Baseball prospects are notorious for not living up to expectations. 

The minor leagues are littered with former highly-touted players. Few top draftees make it to the major leagues, and those that do don’t always become stars. 

But new research from Duke Health could help teams better evaluate who will make it. 

According to a study of 252 major and minor league players published Jan. 8 in the journal Scientific Reports, players who scored higher on electronic vision and motor skills tests through a program called Nike Sensory had better plate discipline—they got on base more, walked more and struck out less. 

“Baseball organizations are competing against one another to get as much information as possible about a player to increase the accuracy of their internal projections,” lead author Kyle Burris, a Duke statistician and Ph.D. candidate said in an email. “While visual-motor testing likely won't fundamentally change baseball scouting until we know a lot more about how the brain works, teams could incorporate this information into their evaluations.”

Advanced analytics like these have become more and more common in the world of baseball—the 2017 World Series Champion Houston Astros rely heavily on a computer analytics system, as do many other professional teams. 

“It's an incredibly booming field right now,” Burris said in a video. “There's a tremendous demand for athletes to be able to maximize their peak performance.”


The players in the study used large touch-screen devices to complete different exercises, which resembled video games. The exercises test users' vision and ability to pick up small details, which a press release describes as similar to being able to recognize a pitcher’s grip on the ball before it is thrown, which could help the hitter anticipate what type of pitch is coming. 

High scores on a test of a player’s ability to recall and recreate patterns correlated with better skill at reaching base, and better scores in hand-eye coordination and reaction time correlated with one’s skill at inducing walks, the release said. On the other hand, high spatial recognition scores correlated with an ability to avoid striking out. 

All of these factors could help scouts better determine who has the chops to handle major league pitching. 

Burris, a longtime baseball and sports fan who will work for the Cleveland Indians as an analyst this summer, wrote that he has talked to many teams about the work, and they're interested in learning more. 

“Many teams are using this type of technology, but don't quite know what to do with the information,” Burris wrote. “For the foreseeable future, teams will be using these types of tools for internal scouting, since they're able to test their own players.”

Burris noted that the exercises could eventually become a training mechanism for plate discipline. Literature has shown that many of the skills related to on-field performance can be improved by training, he wrote. Still, he said it is unclear whether those improvements could actually materialize on the field. 
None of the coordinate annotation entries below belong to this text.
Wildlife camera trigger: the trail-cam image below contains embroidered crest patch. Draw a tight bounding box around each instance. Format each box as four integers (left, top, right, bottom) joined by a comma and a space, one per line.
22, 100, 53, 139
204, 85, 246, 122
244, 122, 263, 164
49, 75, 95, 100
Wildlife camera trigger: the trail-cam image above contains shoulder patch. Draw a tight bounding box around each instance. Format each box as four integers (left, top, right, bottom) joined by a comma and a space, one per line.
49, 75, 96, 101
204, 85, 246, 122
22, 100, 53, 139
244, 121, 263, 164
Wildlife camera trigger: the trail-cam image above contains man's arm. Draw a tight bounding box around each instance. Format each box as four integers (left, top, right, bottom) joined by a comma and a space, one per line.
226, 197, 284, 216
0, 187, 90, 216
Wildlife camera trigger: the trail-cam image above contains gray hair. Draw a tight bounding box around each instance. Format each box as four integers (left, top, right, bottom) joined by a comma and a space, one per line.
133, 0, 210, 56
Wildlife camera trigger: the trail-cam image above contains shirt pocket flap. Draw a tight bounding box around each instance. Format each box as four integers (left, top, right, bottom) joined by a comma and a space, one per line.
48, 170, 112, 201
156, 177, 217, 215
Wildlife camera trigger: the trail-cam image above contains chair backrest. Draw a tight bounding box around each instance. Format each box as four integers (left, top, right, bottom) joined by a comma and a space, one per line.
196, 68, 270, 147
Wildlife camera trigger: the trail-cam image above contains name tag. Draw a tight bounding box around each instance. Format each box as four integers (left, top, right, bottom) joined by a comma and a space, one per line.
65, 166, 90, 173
One shortcoming of the research is that only plate discipline skills correlate with better scores on the exercise—not other statistics like slugging percentage, which measures a hitter’s power. 

“In future collaborative work, we'd ideally like to use pitch-level data to determine the influence of visual-motor ability on various components of plate discipline,” Burris wrote. “For example, do players with slower reaction times struggle with velocity up in the zone? Are players with higher perception spans able to better differentiate between fastballs and curveballs on two-strike counts?”